Chris Coekin

I’ve been musing to myself recently about the great American road trip and why it interests me. No doubt it is to do with the vastness of land and with it the possibilities of adventure. I began to think more about home; England and the rest of the United Kingdom. Who has gone out to venture coast to coast? From point to point? Who has hitchhiked, walked or driven across our own Island and documented it?
I recalled seeing an exhibition at the Photographers Gallery a few years ago from a photographer whose name persisted to elude me - until I spoke to an all-knowing colleague and was revealed to be Chris Coekin. The Hitcher is the result of Coekin’s hitchhiking adventures around the United Kingdom, made on-and-off over six years. Using disposable cameras to produce images which mimic the unpredictable nature of his journey – and a medium format camera for his portraits – Coekin captures his adventures, the British landscape and the people encountered along the way.

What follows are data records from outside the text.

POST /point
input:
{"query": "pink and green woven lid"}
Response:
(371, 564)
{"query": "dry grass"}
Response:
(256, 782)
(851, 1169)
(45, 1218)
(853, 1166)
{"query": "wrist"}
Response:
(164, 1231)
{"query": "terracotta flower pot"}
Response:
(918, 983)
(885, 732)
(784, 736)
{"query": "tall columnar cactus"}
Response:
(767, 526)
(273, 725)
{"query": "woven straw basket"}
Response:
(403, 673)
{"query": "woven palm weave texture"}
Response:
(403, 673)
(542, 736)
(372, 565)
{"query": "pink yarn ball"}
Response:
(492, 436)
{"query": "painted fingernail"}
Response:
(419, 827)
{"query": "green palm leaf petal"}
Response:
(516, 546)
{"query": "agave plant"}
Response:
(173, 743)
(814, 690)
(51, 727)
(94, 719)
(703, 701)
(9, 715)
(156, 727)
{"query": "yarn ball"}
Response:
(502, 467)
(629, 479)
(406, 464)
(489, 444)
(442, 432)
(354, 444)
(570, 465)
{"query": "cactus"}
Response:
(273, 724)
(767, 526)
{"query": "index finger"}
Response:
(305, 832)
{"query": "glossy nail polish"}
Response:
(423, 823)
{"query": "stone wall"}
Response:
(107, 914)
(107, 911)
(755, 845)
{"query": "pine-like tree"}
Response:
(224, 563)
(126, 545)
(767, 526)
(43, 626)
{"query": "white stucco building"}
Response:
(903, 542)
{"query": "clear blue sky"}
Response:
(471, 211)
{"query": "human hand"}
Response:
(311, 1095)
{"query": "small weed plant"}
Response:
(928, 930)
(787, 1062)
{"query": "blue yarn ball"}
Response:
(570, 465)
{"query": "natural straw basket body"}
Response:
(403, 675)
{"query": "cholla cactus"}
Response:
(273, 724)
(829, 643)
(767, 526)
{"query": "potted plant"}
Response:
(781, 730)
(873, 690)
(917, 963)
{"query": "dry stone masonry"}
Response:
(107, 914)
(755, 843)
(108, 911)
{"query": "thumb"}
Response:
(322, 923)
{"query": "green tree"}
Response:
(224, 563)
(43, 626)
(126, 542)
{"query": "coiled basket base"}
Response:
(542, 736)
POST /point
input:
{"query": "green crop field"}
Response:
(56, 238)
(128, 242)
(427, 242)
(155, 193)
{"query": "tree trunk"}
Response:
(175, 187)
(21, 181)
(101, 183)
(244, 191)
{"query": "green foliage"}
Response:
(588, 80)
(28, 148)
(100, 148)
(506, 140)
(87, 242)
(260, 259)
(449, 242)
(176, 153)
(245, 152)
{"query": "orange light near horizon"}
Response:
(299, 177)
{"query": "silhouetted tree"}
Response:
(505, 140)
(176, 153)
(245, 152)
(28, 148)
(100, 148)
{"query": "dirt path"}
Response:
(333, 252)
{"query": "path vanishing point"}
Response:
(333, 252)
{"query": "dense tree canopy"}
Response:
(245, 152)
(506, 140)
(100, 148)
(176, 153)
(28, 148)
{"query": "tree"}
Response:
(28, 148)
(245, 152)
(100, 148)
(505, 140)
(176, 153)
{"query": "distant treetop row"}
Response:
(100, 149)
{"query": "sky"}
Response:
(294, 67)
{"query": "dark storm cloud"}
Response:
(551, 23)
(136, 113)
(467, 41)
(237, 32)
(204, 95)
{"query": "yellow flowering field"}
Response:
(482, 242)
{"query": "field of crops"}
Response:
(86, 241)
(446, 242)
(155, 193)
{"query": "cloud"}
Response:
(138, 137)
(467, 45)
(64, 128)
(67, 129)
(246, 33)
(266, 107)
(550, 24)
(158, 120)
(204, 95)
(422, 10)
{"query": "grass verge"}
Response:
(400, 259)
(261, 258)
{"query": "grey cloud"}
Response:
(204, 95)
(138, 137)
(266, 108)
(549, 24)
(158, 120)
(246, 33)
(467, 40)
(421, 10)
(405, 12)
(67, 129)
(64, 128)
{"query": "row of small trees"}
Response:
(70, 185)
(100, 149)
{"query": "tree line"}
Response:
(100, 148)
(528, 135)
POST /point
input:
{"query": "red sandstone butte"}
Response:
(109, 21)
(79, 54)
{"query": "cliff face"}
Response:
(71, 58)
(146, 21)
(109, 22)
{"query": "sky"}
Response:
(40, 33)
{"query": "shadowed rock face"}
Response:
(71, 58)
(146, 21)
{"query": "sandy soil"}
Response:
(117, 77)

Coekin shows us crisp packets, oil spills, fast food packets and road kill - a stark portrait of the modern landscape, spoilt by our 21st century lifestyles. The portraits of the drivers who helped him on his way are welcome reminders of the kindness of strangers and act as relief from increasing ‘stranger danger’ paranoia peddled by the media. Rekindling the notion of the hitchhiker, Coekin’s cardboard signs are tickets to adventure down the open road, while the images of him soaked through and abandoned by the side of the road are reminders of the his vulnerability as a traveller. Coekin shows his sense of humor too, adopting the title of the cult horror classic The Hitcher for the series, further poking fun peoples perceptions of the hitchhiker.